The most important news in Major League Baseball right now is obviously the utter annihilation of those foul cheaters in Houston by the Seattle Mariners, all but insuring them not only a playoff appearance but their first AL West title in (mumble mumble) years. But another important announcement just dropped:

Major League Baseball will implement a challenge system for balls and strikes in the 2026 season after the league’s competition committee voted Tuesday to usher in the era of robot umpiring.

Following years of testing in the minor leagues, as well as during spring training and at this year’s All-Star Game, MLB forged ahead with a system that will give teams two challenges per game.

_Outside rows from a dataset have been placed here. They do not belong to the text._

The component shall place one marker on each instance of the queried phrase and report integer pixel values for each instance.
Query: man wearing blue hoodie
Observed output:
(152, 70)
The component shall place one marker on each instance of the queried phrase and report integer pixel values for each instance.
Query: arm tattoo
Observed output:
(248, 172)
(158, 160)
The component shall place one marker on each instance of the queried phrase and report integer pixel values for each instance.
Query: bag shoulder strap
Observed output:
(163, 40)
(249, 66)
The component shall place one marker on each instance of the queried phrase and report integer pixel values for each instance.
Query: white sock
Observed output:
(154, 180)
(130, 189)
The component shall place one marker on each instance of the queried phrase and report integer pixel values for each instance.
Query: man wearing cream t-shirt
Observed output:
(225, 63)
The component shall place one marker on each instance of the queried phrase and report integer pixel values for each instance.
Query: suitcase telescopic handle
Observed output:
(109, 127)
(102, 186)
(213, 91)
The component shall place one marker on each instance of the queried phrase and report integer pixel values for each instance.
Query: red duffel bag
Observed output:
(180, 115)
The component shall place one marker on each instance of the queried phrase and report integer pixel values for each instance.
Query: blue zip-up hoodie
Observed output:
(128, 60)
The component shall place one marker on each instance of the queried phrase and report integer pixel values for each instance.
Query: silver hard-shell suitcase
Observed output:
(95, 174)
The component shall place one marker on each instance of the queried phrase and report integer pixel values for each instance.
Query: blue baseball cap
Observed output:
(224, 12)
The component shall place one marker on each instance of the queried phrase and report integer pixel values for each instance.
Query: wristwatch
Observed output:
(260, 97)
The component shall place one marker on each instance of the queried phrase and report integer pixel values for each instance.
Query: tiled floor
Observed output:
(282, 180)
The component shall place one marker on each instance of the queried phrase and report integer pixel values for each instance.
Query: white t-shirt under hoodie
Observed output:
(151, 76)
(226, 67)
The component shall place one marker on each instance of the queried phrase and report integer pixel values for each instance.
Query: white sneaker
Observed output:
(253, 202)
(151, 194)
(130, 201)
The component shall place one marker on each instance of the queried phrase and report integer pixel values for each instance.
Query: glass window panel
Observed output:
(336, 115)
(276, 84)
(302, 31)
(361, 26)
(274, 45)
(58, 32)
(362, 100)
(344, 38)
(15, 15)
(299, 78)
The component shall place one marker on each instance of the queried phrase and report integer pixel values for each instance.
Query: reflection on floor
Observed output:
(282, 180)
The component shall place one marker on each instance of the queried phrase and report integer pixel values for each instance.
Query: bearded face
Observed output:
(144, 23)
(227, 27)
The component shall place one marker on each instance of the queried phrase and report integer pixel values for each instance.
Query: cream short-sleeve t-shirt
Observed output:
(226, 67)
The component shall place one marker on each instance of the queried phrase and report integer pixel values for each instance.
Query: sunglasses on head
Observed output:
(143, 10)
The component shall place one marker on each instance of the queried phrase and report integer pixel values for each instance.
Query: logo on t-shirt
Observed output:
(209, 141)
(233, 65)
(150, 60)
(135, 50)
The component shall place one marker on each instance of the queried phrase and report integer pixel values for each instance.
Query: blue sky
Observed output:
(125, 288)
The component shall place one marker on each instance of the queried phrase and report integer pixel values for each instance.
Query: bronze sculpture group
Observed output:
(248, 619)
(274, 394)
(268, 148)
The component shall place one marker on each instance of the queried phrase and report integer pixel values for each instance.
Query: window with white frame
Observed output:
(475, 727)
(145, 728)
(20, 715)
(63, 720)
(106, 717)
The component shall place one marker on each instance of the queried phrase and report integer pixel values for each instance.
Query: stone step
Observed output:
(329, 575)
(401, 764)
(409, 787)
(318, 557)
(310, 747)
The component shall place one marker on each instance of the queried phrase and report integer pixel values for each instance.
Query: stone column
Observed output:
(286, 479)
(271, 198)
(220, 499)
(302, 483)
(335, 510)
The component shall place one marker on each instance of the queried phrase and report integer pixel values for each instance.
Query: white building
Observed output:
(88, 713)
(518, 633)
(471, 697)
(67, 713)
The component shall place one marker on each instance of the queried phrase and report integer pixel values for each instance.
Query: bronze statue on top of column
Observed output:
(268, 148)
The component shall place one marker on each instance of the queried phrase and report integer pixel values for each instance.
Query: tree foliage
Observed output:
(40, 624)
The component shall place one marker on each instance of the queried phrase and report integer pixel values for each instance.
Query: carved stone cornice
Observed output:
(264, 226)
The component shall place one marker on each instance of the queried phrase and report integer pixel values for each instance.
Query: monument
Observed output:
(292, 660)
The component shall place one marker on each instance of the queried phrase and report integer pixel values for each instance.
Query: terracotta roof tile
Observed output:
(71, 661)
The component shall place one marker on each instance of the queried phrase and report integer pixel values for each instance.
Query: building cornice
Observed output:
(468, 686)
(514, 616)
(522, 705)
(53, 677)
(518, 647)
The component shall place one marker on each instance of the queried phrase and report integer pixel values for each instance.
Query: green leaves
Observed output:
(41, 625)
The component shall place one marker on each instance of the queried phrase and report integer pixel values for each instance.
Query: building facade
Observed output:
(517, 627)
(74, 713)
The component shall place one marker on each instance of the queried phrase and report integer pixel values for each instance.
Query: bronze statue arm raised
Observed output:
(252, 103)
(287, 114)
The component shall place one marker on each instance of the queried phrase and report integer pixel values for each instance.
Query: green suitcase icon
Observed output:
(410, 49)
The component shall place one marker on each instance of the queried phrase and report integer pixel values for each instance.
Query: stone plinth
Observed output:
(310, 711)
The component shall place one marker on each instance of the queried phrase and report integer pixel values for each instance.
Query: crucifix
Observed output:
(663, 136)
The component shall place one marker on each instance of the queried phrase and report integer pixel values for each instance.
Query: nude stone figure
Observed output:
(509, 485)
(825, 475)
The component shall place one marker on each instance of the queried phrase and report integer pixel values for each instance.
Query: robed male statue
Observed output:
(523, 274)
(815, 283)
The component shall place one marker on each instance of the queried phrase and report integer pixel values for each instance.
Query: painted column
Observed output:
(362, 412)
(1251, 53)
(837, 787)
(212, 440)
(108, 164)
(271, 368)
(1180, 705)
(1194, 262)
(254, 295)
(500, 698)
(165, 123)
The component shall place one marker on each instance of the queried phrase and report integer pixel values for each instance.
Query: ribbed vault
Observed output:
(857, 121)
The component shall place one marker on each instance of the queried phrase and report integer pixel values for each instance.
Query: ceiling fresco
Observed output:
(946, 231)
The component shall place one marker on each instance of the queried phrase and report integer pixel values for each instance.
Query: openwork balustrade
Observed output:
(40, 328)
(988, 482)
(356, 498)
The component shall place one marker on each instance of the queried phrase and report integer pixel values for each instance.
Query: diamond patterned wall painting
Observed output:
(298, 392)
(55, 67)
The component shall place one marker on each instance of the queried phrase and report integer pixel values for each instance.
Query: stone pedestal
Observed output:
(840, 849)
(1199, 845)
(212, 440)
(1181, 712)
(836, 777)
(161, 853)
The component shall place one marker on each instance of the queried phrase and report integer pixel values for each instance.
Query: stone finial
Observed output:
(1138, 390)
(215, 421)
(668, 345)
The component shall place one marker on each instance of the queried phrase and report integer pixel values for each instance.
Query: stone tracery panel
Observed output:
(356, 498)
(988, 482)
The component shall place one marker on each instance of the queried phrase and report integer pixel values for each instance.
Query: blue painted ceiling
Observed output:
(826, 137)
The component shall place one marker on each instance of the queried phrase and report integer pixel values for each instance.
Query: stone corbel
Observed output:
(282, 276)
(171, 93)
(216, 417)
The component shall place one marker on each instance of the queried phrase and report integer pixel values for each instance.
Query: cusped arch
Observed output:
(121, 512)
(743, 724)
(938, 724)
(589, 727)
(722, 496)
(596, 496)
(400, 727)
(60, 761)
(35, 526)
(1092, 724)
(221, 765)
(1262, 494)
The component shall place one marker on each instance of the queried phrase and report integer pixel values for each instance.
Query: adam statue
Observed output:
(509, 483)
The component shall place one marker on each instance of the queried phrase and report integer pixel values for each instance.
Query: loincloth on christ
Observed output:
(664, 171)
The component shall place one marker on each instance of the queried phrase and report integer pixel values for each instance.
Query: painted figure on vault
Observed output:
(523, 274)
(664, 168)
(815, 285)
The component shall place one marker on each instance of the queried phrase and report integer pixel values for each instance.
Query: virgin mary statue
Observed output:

Hitters, pitchers and catchers will be the only ones allowed to trigger the system by tapping their head, and if a challenge is successful — the pitch will be shown on in-stadium videoboards — teams will retain it.

The ABS system uses similar technology to the line-calling system in tennis, with 12 cameras in each ballpark tracking the ball with a margin of error around one-sixth of an inch. The ABS zone will be a two-dimensional plane in the middle of the plate that spans its full width (17 inches). The zone’s top will be 53.5% of a player’s height and the bottom 27%.

Teams that run out of challenges over the first nine innings will be granted an extra challenge in the 10th inning, while those that still have unused challenges will simply carry them into extras. If a team runs out of challenges in the 10th, it will automatically receive another in the 11th — a rule that extends for any extra inning.

During the league’s spring training test this season, teams combined to average around four challenges per game and succeeded 52.2% of the time, according to the league. Catchers, whose value in framing pitches outside the zone to look like strengths could take a hit due to the new rule, were the most successful at a 56% overturn rate, while hitters were correct 50% of the time and pitchers 41%.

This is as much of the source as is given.